Gieseg S P, Whybrow J, Glubb D, Rait C
Free Radical Biochemistry Laboratory, Department of Zoology, University of Canterbury, Private Bag 4800, Christchurch, New Zealand.
Free Radic Res. 2001 Sep;35(3):311-8. doi: 10.1080/10715760100300841.

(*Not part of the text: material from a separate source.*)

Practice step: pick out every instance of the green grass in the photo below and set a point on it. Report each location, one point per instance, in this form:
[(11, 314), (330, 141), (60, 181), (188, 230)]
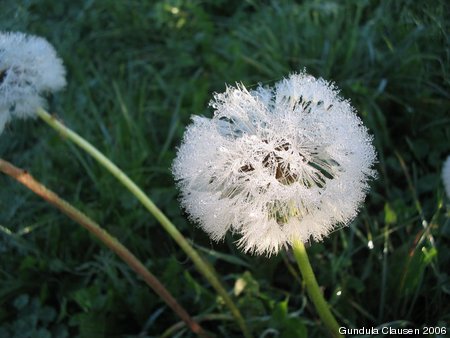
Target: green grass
[(137, 71)]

Interferon-gamma stimulation of human macrophages causes the synthesis and release of neopterin and its reduced form 7,8-dihydroneopterin (7,8-NP). The purpose of this cellular response is undetermined but in vitro experiments suggests 7,8-NP is an antioxidant. We have found 7,8-NP can protect monocyte-like U937 cells from oxidative damage. 7,8-NP inhibited ferrous ion and hypochlorite mediated loss of cell viability. Fe++ mediated lipid peroxidation was effectively inhibited by 7,8-NP, however, no correlation was found between peroxide concentration and cell viability. Hypochlorite was scavenged by 7,8-NP, preventing the loss of cell viability. 7,8-NP was less effective in inhibiting H2O2-mediated loss of cell viability with significant inhibition only occurring at high 7,8-NP concentrations. Analysis of cellular protein hydrolysates showed none of the oxidants caused the formation of any protein bound DOPA or dityrosine but did show 7,8-NP prevented the loss of cellular tyrosine by HOCl. Our data suggests macrophages may synthesize 7,8-NP for antioxidant protection during inflammatory events in vivo.
γ-干扰素刺激人类巨噬细胞会导致新蝶呤及其还原形式7,8-二氢新蝶呤(7,8-NP)的合成与释放。这种细胞反应的目的尚不确定,但体外实验表明7,8-NP是一种抗氧化剂。我们发现7,8-NP可以保护单核细胞样U937细胞免受氧化损伤。7,8-NP抑制亚铁离子和次氯酸盐介导的细胞活力丧失。7,8-NP有效抑制了Fe++介导的脂质过氧化,然而,过氧化物浓度与细胞活力之间未发现相关性。7,8-NP清除了次氯酸盐,防止细胞活力丧失。7,8-NP在抑制过氧化氢介导的细胞活力丧失方面效果较差,只有在高浓度的7,8-NP时才会出现显著抑制。对细胞蛋白水解产物的分析表明,没有一种氧化剂会导致形成任何与蛋白质结合的多巴或二酪氨酸,但确实表明7,8-NP可防止次氯酸导致细胞酪氨酸的损失。我们的数据表明,巨噬细胞可能在体内炎症事件期间合成7,8-NP以进行抗氧化保护。